We could talk like best friend — of course, you’re trying to make it works, at the beginning. Cause yea, “p” things. Sure, I knew that you were interested in my body and mind but about my heart, not me as a whole person.
I’ve said to you that I wanted a romance, and you said that you’re afraid of it — you wanted it to be casual. And I don’t know why, there was a time I told you to meet up, to enjoy the night together.
You always talk like a gentle responsible man. As I remembered, yes, that’s not for my needs — but yours. Ex: you said we need to use a condom while we’re having sex it’s because you don’t want to have kids that way. Do you ever ask me how I feel while I’d have sex without feelings? I don’t think I could. Part of me wanted sex for about 45%, and the rest 55% I wanted to be loved.

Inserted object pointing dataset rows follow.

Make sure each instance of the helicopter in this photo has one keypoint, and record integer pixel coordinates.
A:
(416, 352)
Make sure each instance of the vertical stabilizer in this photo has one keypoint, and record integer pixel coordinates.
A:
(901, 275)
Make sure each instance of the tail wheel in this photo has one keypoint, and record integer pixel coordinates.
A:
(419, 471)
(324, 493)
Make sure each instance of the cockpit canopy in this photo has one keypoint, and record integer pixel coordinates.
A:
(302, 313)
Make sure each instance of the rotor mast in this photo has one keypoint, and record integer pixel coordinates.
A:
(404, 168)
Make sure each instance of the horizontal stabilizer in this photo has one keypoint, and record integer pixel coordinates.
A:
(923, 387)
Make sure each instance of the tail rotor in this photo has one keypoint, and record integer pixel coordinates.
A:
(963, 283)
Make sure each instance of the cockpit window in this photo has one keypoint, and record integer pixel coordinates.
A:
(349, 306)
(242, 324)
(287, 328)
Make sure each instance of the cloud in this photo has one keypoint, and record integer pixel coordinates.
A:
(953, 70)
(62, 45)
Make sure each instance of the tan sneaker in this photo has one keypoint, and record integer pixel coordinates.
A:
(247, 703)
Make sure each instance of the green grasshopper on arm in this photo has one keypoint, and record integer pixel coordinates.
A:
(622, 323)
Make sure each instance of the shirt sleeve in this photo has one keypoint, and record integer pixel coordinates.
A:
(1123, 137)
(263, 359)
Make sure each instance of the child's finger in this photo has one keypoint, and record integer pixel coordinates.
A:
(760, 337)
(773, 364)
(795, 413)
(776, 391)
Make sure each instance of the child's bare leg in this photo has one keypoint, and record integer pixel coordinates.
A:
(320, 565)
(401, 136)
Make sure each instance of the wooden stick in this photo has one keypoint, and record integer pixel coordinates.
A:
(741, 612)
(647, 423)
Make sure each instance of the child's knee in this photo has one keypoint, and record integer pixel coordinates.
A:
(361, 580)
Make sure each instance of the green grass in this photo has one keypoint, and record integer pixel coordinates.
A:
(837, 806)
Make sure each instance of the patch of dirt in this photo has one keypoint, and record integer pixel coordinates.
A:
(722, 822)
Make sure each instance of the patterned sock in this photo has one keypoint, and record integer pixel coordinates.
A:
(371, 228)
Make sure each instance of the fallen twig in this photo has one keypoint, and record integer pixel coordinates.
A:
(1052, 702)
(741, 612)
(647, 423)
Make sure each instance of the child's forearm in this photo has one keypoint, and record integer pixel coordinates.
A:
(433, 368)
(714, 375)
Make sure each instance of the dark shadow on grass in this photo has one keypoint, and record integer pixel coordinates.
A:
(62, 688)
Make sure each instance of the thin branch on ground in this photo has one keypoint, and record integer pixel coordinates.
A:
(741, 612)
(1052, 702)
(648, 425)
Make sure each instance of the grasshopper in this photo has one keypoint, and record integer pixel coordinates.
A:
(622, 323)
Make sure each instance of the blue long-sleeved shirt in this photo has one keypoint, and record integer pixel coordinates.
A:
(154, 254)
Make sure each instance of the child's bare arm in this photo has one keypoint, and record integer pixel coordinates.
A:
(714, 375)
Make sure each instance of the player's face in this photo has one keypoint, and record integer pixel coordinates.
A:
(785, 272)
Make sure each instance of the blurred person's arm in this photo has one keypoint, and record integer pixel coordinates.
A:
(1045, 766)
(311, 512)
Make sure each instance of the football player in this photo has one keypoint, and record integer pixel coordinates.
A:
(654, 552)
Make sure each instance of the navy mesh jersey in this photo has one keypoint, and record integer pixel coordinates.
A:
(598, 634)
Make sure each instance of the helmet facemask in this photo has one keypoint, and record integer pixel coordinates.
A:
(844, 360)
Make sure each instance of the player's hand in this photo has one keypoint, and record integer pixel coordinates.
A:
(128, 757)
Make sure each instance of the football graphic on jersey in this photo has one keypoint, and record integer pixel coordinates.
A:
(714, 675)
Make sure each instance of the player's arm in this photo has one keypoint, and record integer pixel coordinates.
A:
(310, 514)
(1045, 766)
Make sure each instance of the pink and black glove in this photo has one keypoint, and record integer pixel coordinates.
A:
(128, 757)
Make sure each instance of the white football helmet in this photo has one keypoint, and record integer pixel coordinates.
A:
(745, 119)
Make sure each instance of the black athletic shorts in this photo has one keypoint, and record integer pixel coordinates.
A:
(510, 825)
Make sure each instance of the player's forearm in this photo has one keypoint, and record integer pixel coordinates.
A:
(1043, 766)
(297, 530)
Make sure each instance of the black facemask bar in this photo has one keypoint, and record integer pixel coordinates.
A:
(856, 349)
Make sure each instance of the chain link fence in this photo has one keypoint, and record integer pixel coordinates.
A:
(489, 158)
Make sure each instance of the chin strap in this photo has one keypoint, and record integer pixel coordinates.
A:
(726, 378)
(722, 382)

After several weeks we get close, and now, everything seems like not worthy, useless.
What I said the first time before we enter this kind of relationship (bswb: best friend with benefit — you named it) is, “If we never try how will we know”, These words don’t even need to be proven because… I think no more interest in you, for me. And that’s ok.
I’m born to feel this way. Later I’m sure I’ll realize that I must give myself rest of mind — of thinking about romance. Cause I was born alone, and sure I’ll die alone.
Ironically, I miss you.
After the words I write above, I still could say that “I miss you”. I miss the way we’re trying to be there for each other. I miss the way we talk about nonsense. I miss the way you were angry about your job. I miss the way I’m hoping you and you were there, trying your best to be my bestie — maybe because you wants any “benefits”.
Since you’re my bestie, I won’t push you to the wall on trying to make us a couple. I’ll support your decision by trying to not chat you regularly. It’ll help, I guess.
I wish the best for you, by trying to eliminate even the small feelings for you. And I wish for my mental health, to survive, to be brave and chill.
Longlast relationship is about to find the right person at the right time.
I’ll enjoying myself, repres my emotions while everything is about you, And move on slowly.